The Mathematician's Answer

So where does all this leave us? Is the EMH true or not?

The honest answer—the mathematician's answer—is that this is the wrong question. The EMH is not a binary proposition to be proved or disproved. It's a spectrum, and the interesting question is where on that spectrum real markets actually sit.

Totally Inefficient Perfectly Efficient Reality? Efficient enough to frustrate most traders, but not enough to make analysis worthless.

Markets are highly efficient—but "highly" and "perfectly" are very different words.

Here's what we can say with reasonable confidence: markets are efficient enough that the vast majority of people, the vast majority of the time, cannot beat them after accounting for costs. The SPIVA data makes this painfully clear. If you're an ordinary investor, the EMH is true for you—not because the market is literally omniscient, but because whatever inefficiencies exist are too small, too fleeting, and too expensive to exploit.
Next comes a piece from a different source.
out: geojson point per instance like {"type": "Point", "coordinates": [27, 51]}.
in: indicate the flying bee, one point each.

But markets are not perfectly efficient. The Grossman-Stiglitz paradox tells us they can't be. Anomalies exist—momentum, value, occasional spectacular mispricings like the housing bubble. Some investors, through genuine skill or structural advantages, can earn excess returns. They're just much rarer than the financial industry would like you to believe, and much harder to identify in advance.
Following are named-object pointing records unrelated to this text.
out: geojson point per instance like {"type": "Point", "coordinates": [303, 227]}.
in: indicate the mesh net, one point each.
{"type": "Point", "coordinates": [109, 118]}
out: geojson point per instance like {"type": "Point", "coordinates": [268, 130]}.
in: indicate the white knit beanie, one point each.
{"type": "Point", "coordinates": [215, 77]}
The old joke, it turns out, needs a revision. The economist and the student are walking along. The student spots a hundred-dollar bill. The economist says, "If it were real, someone would have picked it up." The student picks it up. But the next ninety-nine things that look like hundred-dollar bills turn out to be leaves, mirages, and clever marketing from hedge funds charging 2-and-20.

The mathematical moral: the world is full of situations where something is approximately true—true enough to be extremely useful, but not true enough to be taken literally. The EMH is one of the most important approximate truths in all of economics. It will not make you rich. But understanding it—really understanding both what it claims and where it fails—might just keep you from going broke.

Which, when it comes to money, is the smarter bet.

Notes & References

  1. Eugene F. Fama, "Efficient Capital Markets: A Review of Theory and Empirical Evidence," The Journal of Finance 25, no. 2 (1970): 383–417. This paper is one of the most cited in all of economics.
  2. To be fair, there is some weak evidence that certain technical indicators have limited predictive power in some markets. But the effects are tiny and largely disappear once you account for transaction costs. See Andrew Lo, "The Adaptive Markets Hypothesis," Journal of Portfolio Management 30, no. 5 (2004): 15–29.
  3. Technically, prices should follow a martingale (or submartingale, if stocks have positive expected returns). A random walk is a special case. The distinction matters to mathematicians and almost nobody else.
  4. S&P Dow Jones Indices, "SPIVA U.S. Scorecard," published semi-annually. The 15-year underperformance rate for large-cap U.S. equity funds was approximately 92% as of year-end 2023. Available at spglobal.com/spdji/en/research-insights/spiva/.
  5. Buffett made the bet with Protégé Partners, a fund-of-hedge-funds firm. The final results, covering 2008–2017, showed the Vanguard S&P 500 index fund returning 125.8% cumulatively, versus an average of 36% for the five selected hedge funds.
  6. The precise probability depends on your model assumptions, but studies by AQR Capital Management suggest Buffett's alpha is real and largely attributable to a consistent "value + quality + leverage" strategy—skill, but a very specific kind of skill. See Andrea Frazzini, David Kabiller, and Lasse Heje Pedersen, "Buffett's Alpha," Financial Analysts Journal 74, no. 4 (2018): 35–55.
  7. Sanford J. Grossman and Joseph E. Stiglitz, "On the Impossibility of Informationally Efficient Markets," The American Economic Review 70, no. 3 (1980): 393–408.
  8. Fama acknowledged this issue directly: "Market efficiency per se is not testable. It must be tested jointly with some model of equilibrium, an asset pricing model." See Eugene F. Fama, "Market Efficiency, Long-Term Returns, and Behavioral Finance," Journal of Financial Economics 49, no. 3 (1998): 283–306.